A growing number of insurance companies in Tokyo, Seoul and Taipei are doing their part this year to make American infrastructure great again.
Their investment vehicle of choice: U.S. taxable municipal bonds, growing but still less than 15% of the $3.8 trillion U.S. muni market. That market — a focus for U.S. retail investors — remains dominated by tax-exempt bonds state and local governments issue for public-interest-related infrastructure investments.
Taxable muni bonds, by contrast, help fund projects with a private-interest element, such as retail concessions at airports. They typically offer healthy spreads over the yields on tax-exempt bonds, which could be used to fund the construction of runways, for example.
In recent months, executives of insurance companies in the Asia-Pacific region — including the ¥80.3 trillion ($721 billion) Japan Post Insurance Co. Ltd., Tokyo, and $25 billion Dongbu Insurance Co. Ltd., Seoul — confirmed making first-time allocations to U.S. taxable munis.
In a March interview, Atsushi Tachibana, Japan Post Insurance's managing executive officer in charge of investments, said his team invested in taxable U.S. munis in the fiscal year ended March 31, favoring them over lower yielding tax-exempt munis. Mr. Tachibana declined to comment on talk that Kampo, as his organization is known, issued $1 billion in taxable muni mandates.
At Dongbu Insurance, a fixed-income representative confirmed in April that Eaton Vance Management was awarded a $100 million taxable municipal bond mandate.

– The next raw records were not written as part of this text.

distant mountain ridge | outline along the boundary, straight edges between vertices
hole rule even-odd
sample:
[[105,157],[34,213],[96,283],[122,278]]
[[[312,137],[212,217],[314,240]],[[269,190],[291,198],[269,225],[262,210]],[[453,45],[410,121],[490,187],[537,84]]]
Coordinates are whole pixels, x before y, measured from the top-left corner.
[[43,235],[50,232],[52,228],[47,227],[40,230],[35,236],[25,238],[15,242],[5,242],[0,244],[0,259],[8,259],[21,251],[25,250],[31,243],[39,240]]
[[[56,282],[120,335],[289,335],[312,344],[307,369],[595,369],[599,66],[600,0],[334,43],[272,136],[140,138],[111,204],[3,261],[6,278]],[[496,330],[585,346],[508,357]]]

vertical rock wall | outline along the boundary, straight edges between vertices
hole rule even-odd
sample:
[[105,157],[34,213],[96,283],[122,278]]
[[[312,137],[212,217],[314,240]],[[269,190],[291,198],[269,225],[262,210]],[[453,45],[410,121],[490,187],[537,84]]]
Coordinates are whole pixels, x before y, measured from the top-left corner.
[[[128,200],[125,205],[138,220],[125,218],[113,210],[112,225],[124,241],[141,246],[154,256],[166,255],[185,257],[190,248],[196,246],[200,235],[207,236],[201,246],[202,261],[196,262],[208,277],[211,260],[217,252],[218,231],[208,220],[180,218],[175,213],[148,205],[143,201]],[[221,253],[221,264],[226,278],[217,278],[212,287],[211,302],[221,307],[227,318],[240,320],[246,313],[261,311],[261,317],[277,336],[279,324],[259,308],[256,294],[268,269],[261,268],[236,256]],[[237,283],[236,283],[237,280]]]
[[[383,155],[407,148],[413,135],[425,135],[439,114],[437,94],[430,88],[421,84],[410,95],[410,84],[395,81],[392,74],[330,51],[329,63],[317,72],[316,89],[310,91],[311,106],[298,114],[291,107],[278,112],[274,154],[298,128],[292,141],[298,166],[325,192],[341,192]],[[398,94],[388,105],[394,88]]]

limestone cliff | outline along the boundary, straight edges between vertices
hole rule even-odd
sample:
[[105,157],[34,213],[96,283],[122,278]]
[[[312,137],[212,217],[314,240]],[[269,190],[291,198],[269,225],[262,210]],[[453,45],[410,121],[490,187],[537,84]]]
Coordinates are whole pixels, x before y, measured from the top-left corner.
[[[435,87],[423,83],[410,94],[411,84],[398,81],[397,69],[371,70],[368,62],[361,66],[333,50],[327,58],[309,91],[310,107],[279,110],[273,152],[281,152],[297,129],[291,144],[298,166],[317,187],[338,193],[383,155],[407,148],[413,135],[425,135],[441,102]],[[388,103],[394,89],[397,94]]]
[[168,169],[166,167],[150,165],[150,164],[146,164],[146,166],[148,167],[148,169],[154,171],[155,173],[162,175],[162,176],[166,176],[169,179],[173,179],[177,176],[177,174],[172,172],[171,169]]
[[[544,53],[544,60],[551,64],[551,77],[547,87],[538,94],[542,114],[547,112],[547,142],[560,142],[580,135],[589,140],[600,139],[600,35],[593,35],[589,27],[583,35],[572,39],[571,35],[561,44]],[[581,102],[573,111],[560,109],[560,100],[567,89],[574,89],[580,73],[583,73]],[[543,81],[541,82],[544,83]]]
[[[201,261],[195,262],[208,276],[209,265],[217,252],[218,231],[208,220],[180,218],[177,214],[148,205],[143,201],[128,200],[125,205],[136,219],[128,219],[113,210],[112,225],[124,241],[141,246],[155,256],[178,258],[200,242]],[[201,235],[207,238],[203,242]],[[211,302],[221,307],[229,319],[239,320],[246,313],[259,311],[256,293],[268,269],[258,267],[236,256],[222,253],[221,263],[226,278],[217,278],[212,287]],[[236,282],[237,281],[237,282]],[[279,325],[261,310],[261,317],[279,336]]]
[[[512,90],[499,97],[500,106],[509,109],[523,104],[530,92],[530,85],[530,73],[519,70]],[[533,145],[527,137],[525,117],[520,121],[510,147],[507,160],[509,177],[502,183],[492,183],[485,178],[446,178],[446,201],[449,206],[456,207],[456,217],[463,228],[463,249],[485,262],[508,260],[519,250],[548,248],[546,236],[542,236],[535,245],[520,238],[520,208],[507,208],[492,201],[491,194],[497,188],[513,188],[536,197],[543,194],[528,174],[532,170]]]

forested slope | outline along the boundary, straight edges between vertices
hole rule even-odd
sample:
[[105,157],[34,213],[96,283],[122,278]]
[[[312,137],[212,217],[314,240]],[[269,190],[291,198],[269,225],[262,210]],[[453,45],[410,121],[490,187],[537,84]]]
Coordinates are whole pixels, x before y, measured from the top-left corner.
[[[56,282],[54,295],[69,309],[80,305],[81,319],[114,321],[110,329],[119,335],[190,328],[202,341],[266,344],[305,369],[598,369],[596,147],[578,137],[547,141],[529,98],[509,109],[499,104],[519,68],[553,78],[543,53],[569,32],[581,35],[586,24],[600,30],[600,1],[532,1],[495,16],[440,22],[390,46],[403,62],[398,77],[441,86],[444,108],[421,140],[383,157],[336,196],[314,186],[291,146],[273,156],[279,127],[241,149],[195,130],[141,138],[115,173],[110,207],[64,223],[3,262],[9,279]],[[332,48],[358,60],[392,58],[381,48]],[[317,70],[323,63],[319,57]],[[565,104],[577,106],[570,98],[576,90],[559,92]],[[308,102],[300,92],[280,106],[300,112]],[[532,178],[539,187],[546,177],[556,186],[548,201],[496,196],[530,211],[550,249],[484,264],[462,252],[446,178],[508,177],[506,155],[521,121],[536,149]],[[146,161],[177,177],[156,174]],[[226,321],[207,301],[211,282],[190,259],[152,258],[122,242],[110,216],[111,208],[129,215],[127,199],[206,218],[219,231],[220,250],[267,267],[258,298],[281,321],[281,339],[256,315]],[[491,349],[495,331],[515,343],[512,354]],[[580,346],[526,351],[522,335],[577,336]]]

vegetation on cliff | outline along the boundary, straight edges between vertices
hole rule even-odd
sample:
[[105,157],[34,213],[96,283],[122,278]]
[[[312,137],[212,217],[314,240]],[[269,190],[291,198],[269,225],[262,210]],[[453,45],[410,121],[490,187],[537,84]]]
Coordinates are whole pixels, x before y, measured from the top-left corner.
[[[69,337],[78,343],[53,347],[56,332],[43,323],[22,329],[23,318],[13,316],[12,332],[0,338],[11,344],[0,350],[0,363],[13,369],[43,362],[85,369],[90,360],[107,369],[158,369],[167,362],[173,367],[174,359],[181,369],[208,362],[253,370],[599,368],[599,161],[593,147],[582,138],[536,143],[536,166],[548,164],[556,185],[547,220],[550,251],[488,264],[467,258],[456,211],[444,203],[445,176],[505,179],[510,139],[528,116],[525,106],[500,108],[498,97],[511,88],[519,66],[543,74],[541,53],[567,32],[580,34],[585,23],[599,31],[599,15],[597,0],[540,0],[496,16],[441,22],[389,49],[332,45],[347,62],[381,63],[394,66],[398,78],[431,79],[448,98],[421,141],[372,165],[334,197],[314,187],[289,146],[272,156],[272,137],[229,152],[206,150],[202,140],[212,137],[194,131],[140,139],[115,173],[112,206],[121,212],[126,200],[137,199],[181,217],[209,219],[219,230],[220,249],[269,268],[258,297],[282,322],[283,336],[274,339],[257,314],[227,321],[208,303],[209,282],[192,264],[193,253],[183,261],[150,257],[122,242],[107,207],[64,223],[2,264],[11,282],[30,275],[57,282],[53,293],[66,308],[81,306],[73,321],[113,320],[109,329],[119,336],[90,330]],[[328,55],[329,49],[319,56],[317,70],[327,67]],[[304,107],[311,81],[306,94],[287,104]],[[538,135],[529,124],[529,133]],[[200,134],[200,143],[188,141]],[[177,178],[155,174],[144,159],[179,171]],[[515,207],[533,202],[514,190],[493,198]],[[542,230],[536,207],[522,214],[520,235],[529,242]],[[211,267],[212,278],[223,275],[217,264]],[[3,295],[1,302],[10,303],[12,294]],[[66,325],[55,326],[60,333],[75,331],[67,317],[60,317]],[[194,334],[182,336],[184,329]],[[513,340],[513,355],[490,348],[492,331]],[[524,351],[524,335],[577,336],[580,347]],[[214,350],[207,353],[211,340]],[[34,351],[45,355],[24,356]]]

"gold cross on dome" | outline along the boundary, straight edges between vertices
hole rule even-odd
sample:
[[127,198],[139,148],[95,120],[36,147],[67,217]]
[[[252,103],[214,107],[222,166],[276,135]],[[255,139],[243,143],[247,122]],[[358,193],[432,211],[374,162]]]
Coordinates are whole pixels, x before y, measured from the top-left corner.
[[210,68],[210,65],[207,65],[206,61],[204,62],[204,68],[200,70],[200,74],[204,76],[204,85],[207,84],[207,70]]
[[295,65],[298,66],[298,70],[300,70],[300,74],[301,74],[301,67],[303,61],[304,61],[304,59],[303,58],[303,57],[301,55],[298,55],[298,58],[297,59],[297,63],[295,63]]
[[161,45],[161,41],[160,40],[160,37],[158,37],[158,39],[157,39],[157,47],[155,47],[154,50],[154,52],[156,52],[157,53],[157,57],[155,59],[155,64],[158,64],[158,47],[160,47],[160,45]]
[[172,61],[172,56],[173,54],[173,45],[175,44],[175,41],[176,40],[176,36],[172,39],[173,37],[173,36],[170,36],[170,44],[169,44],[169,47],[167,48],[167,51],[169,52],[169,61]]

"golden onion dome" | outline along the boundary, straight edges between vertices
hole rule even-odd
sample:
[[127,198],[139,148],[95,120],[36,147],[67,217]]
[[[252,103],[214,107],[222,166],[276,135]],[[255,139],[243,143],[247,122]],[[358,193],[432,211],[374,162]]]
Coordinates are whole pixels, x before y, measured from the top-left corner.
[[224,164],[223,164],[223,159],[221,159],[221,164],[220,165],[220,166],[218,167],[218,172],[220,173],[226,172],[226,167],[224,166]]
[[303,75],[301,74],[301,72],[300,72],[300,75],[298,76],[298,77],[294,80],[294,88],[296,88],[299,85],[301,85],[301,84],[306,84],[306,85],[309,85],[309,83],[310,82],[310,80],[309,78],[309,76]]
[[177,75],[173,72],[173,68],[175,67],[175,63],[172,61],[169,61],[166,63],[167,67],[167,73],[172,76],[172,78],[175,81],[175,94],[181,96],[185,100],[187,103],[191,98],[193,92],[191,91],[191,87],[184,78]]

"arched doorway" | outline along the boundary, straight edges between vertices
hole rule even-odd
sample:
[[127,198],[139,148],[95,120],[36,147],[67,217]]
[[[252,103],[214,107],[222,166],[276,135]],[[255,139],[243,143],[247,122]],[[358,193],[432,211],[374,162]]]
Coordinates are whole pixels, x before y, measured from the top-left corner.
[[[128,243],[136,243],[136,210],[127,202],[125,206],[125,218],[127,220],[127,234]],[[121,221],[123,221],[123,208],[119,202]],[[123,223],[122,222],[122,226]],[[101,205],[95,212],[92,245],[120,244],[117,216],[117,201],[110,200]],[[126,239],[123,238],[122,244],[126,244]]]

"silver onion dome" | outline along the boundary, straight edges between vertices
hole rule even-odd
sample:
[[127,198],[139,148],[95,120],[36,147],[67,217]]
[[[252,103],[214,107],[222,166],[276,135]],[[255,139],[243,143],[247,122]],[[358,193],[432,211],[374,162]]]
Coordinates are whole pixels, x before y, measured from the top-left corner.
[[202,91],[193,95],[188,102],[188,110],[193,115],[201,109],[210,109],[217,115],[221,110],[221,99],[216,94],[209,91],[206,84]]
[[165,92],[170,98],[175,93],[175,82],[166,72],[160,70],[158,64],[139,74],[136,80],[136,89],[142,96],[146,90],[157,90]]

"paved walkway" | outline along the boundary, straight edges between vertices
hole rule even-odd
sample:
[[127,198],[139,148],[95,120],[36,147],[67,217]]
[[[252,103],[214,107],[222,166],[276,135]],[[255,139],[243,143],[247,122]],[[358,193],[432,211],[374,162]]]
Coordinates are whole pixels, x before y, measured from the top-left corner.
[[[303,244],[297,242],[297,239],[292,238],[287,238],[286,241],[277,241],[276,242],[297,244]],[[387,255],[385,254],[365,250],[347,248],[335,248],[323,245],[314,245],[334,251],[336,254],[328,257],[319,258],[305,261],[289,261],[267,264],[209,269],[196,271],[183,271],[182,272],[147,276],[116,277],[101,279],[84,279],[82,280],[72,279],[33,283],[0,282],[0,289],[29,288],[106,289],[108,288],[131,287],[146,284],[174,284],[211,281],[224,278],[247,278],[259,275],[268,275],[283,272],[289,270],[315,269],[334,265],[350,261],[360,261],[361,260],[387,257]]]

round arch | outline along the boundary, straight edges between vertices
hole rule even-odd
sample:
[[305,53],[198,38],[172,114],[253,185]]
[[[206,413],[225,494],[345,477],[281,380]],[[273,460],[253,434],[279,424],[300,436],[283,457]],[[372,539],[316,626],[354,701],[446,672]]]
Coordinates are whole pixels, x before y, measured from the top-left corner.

Other insurers in Asia — including Korean Reinsurance Co. and Kyobo Life Insurance Co. Ltd, both of Seoul — have issued RFPs for U.S. taxable munis in recent months, according to money management executives who declined to be identified. A Korean Reinsurance spokesman declined comment. And a source familiar with Kyobo Life, who declined to be identified, said the insurer is looking to award U.S. taxable muni mandates to two managers at the end of June. He didn't offer details on the size of the mandates.
A spokeswoman for Standish Mellon Asset Management said the firm recently won a taxable muni bond mandate from a Korean institution but declined to elabo details.